C’est pour cela que la politique est art et non projet : art de faire vivre les hommes ensemble.

CPEréseau, tente de dégager, de l’expérience et des réalisations, les règles de l’art qui permettent la meilleure collaboration possible des personnes de nos entreprises à l’objectif poursuivi.

LE DROIT ou LA VIE !

Systèmes de rémunération

 

    Certaines entreprises, récemment soumises à des contrôles de l’inspection du travail, ont été mises en demeure de présenter aux enquêteurs les supports d’appréciation qui permettent aux managers de préparer et mener les entretiens qu’ils ont avec leurs subordonnés.
Si la loi et la réglementation exigent des chefs d’établissement la présentation de certains livres et registres limitativement énumérés, tel n’est pas le cas des documents qui servent de support d’appréciation de la qualité des services rendus par les collaborateurs.

   Selon l’art. 1432-3 du C. du Travail, le Comité d’Entreprise doit être consulté et informé des modes de rémunération pratiqués.

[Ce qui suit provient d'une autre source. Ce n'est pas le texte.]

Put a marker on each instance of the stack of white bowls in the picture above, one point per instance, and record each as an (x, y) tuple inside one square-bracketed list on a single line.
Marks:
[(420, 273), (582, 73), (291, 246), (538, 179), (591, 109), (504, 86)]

Il n’y a aucun doute que commet le délit d’entrave au fonctionnement du C.E le chef d’entreprise qui ne communique pas aux élus des informations claires, précises et complètes sur les modes de rémunération, surtout si ces informations sont  par ailleurs communiquées  aux candidats à l’embauche.
Cela étant, quand une entreprise se dote 
d'un système de rémunération,
de critères d’appréciation,
de pratiques et méthodes

communs à tous et connus de tous,

il est sans intérêt de savoir ce qu’il faut communiquer ou non, s’il faut consulter ou non …Qui ? Quoi ? Comment…ne donnent plus lieu à des discussions juridiques et des joutes judiciaires.
La vie commune est plus facile, agréable et féconde autour de principes de vie et d’échanges clairs que dans un prétoire, code du travail sous le bras, inspecteurs du travail suspicieux, juges et avocats aux aguets.